I sat on the little chair in the Pediatrician’s office holding my 2 month old as the Nurse Practitioner came in. She didn’t even look at us and went immediately to her chart. She seemed cold and uninterested and yet she would end up saying one of the most comforting and memorable things someone could have said to me at the time. She began measuring my baby, still without even looking at me, and began asking the usual questions.
“Are you breastfeeding or formula feeding?” She asked.
“Well,” I fidgeted awkwardly, “I’m pumping.”
She laughed and looked me right in the eye and said, “So you’re breastfeeding. It’s the same thing.”
I could have hugged her and I felt tears well up in my eyes. I had felt so much like a failure for not being able to get my sweet little girl to latch. Soon after this encounter I would figure out that she has a tongue and lip tie, and we adjusted as needed and she was finally able to latch. Another 2 months later and she would be exclusively breastfeeding. It was a long hard road to get there, emotionally and physically- though if I’m honest, the hardest part was the emotional aspect. I thought in the beginning that exclusively pumping made me not a Breastfeeder and meant I was doing something wrong. Looking back I now know I couldn’t have been more wrong.
World Breastfeeding Week brought out wonderful results this year with The Big Latch On recording over 13,000 women breastfeeding at one time and a study revealing that breastfeeding is on the rise. There was a sad side that seemed more prominent to me this year though. Many groups like The Big Latch On saw an outcry from some women who felt left out or ignored by World Breastfeeding Week.

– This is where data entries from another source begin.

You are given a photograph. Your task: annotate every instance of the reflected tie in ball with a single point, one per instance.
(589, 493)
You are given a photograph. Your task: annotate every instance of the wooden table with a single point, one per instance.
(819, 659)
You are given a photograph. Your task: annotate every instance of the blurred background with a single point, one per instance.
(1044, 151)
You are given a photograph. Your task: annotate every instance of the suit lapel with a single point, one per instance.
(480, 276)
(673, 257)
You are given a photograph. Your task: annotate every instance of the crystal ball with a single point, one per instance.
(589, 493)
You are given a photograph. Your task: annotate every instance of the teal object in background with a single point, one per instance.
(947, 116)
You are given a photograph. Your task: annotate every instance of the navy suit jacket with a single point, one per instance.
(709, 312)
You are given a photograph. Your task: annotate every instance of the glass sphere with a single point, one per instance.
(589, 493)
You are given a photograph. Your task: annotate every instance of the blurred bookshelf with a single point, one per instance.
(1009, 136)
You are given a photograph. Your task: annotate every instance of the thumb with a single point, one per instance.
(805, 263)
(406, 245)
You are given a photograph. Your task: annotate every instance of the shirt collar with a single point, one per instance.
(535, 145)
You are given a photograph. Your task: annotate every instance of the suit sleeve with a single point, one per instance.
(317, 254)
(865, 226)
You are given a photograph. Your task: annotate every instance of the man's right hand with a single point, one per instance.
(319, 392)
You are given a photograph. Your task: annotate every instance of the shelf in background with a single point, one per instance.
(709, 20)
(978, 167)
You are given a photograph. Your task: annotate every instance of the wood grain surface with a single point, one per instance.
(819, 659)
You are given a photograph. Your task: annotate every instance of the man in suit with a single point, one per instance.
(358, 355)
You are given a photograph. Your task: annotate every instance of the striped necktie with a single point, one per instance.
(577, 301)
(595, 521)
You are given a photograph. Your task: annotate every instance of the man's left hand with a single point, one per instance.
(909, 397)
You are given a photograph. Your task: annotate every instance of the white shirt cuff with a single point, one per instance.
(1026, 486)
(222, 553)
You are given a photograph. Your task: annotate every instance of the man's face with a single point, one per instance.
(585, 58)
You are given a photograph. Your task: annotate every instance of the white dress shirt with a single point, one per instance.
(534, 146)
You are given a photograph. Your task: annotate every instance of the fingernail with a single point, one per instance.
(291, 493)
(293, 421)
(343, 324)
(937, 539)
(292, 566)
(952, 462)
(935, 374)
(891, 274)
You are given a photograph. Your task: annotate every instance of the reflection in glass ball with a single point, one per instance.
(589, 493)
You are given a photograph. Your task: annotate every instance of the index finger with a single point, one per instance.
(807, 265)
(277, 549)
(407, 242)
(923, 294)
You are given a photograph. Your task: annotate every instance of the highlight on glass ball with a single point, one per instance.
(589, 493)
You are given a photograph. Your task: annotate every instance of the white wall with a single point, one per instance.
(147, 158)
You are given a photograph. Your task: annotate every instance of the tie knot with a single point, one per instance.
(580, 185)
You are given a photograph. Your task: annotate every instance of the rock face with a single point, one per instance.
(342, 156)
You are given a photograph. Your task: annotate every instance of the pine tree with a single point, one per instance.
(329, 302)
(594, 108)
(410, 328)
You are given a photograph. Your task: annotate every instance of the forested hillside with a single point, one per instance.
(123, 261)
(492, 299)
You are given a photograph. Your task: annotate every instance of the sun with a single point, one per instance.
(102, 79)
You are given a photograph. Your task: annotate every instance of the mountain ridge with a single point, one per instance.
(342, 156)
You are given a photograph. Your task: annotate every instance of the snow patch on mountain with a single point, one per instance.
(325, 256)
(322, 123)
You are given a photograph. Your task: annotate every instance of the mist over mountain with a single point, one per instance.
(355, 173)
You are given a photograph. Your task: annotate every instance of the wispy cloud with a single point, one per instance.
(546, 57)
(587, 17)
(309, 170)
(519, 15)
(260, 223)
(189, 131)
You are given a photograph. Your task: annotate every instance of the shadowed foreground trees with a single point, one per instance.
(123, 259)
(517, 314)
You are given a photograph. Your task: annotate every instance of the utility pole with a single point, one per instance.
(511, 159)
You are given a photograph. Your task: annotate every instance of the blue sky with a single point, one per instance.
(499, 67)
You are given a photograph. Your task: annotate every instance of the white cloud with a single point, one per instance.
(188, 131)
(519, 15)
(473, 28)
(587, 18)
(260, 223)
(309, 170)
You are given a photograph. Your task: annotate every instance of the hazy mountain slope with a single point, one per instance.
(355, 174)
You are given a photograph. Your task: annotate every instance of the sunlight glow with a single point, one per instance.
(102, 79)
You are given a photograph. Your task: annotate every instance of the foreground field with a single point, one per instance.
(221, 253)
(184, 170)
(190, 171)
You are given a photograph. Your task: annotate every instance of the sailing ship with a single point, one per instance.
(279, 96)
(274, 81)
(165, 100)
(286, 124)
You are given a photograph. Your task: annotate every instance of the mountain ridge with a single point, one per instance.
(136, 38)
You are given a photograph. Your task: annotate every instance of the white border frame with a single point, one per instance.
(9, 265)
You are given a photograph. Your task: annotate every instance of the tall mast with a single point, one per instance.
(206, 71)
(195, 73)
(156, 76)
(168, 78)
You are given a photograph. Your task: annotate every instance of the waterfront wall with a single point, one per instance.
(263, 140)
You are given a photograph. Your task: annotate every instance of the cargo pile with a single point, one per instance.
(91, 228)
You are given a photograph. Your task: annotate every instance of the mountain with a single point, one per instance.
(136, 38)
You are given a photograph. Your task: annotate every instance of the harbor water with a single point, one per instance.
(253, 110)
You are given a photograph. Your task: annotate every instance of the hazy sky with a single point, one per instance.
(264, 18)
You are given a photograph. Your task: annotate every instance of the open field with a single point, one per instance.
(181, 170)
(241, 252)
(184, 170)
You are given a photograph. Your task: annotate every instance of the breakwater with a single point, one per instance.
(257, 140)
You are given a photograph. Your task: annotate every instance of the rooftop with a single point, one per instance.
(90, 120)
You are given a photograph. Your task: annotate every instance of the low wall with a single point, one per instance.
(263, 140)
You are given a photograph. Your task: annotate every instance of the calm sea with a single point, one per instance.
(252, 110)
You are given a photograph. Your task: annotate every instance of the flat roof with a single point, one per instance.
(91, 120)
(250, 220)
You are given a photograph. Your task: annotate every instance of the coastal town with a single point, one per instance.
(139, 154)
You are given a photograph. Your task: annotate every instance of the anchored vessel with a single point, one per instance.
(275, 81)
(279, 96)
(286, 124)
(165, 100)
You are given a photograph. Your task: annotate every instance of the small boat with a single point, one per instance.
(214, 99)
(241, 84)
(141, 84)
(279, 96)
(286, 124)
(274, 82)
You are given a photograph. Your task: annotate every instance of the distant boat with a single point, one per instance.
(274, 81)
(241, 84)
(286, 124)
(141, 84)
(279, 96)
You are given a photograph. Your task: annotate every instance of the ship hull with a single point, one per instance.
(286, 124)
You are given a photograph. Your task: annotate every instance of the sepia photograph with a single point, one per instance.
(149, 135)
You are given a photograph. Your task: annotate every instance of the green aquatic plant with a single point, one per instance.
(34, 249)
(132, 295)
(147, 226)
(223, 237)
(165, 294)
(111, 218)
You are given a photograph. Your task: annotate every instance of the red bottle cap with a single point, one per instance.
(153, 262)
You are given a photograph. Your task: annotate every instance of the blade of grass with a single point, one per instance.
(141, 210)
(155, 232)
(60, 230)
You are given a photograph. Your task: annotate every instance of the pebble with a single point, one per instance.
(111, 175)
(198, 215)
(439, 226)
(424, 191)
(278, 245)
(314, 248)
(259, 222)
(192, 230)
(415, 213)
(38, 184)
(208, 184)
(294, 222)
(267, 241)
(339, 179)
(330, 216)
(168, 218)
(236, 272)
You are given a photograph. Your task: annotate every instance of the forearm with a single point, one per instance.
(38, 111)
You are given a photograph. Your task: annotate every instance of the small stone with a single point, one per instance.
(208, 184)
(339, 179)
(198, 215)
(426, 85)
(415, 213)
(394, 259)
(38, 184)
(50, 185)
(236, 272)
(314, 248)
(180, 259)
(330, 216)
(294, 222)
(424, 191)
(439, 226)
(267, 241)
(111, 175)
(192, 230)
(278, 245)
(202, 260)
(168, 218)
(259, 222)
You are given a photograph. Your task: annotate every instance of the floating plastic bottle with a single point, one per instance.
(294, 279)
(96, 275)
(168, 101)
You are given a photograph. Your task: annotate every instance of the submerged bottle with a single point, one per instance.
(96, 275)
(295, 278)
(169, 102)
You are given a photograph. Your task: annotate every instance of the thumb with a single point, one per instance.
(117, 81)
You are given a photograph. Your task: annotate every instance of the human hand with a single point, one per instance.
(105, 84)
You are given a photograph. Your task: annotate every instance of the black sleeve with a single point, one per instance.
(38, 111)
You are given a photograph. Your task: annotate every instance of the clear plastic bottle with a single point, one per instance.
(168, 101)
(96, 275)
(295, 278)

There are many women, due to inability for their children to latch or due to being working mothers, who pump exclusively or supplement with formula. They often don’t call themselves a Breastfeeder, or feel the need to explain themselves when people ask if they breastfeed. Due to two little words, “latch,” and, “exclusive,” they feel separate and maybe as if they have failed. Yet, in this year’s breastfeeding report card for America 79% of babies start out being breastfed and 49% are breastfed up to 6 months- this means a large majority of Americans should be big supporters of breastfeeding. Sadly, due to internal demons and bitterness many women, despite breastfeeding for even a short amount of time, will not call themselves breastfeeding advocates or supporters. My father always says that as long as you did your best you are not a failure. So why do so many women in this country feel they are failures? Some argue that it is due to the tragic state of postpartum care in America, which causes mothers to have a lack of support and healing.
The Badass Breastfeeder, Abby Theuring, has a series of pictures on her Facebook called, “Sometimes Breastfeeding Looks Like This,” and it contains a wide range of photographs of mothers nursing, pumping, feeding with Supplemental Nursing Systems, and feeding breastmilk in bottles or even with an eye dropper.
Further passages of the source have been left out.